ちびちびと酒を口にしながら、そこまで語ると。


「ディーン、ほら話は大きければ大きいほど面白いが。さすがにソレはなあ」

クライがあきれたように笑う。


「キュービ・タマモと言えば、帝国でも指折りの巨大商会『カグレー&キュービ』の女会頭ですよね。

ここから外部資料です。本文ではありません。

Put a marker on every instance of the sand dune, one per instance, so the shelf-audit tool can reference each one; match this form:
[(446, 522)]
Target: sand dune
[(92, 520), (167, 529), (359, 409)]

やり手で、9本の尾を持った絶世の美女と聞いてますが。

それからマリス・ノヴェルって……」

ライアンが首を傾げながら、豪快に酒をあおる。


「帝都でも有名な歌劇作家だ、皇帝陛下から文化勲章も授与されている。

遠くから拝見したことはあるが……

あの歳の人族とは思えないほど、気品あふれる美しい人だった」

クライもそう言ってから、酒をあおった。


――まったくこいつらは、底なしだな。


2人の空になったカップに、酒をつぎ足しながら。

「その2人のおっぱいと、年上の美しい賢者会のアイドルのおっぱい。

それをたった1日で見ることができたんだ。

――なかなかの武勇伝だろう」

俺が誇らしげに言ってやると。


「ディーン様、大事なところがまだですよ!

で、その2人…… いや、その3人とはその後どうなったんですか?」

ライアンがまた豪快に酒をあおり。


「そうだな、なかなか面白いほら話だが…… 肝心の落ちがついてない。

――その伝言の内容とかな」

クライもそう言いながら、ガブガブと酒を飲み干してしまう。


手元の樽が底をつきかけていたから。

「まってろ、新しい樽を持ってくるから。話はその後だ!」


俺は立ち上がって、周りを見回した。

どこも披露宴で使った樽は、底をつきかけていそうだ。


「仕方ない…… 新しい樽を開けるか」



俺はあの日のことを思い出しながら……

――ひとり、倉庫に向かって歩き始めた。



++ ++ ++ ++ ++



俺は満天に輝く星空を見上げながら、両手を上げ。

静まり返った森の中で、カグレーさんの伝言を思い浮かべた。


「宿の手前にも露天風呂があって。

そこと谷側のあの温泉では、匂いが違ったんです」

俺はできるだけキュービさんを刺激しないように、小声で話した。


「なんの話かな?」


「もうだいぶ死の谷に近いから、俺でも噴煙の匂いが分かるけど。

これ…… 鉄が焼ける匂だし。キュービさんならはっきり見えるでしょ。

この森の土や岩は、谷に近付けば近付くほど赤くなる」


「それが?」


「まずひとつ目の伝言だけど。

死の谷で『鉄』が取れるなら、それをもとに一緒に商いをしないか。

――キュービさんの商売の腕を、カグレーさんはかってたよ」


「そう…… やっぱりあの男に言われて、追いかけてきたんだね。

あのね坊や、赤い土や岩には鉄が含まれてるらしいけど。

それを取り出すのには、とんでもない温度で長時間熱しないとダメなのよ。

いろんな魔法学者や、錬金術師が挑戦したけど…… 成功してないの。

だから鉄が取れるのは。

たたらで処理できる砂鉄や、古い鉄製品の再利用だけ」


そこに目を付けたカグレーさんはやっぱり凄い。

老師も言ってたそうだが、可能性は高い。いや、これは確実だろう。


「この岩を超高温度で長時間熱し続ける必要はない。

そんなのはもう、谷がやってる」


俺は、倒れているマリスさんのローブの匂いを嗅ぐ。

やはり、血のような…… サビびた匂いがする。


「か、変わった趣味ね?」


確かに女性の汗のにおいは大好きだが。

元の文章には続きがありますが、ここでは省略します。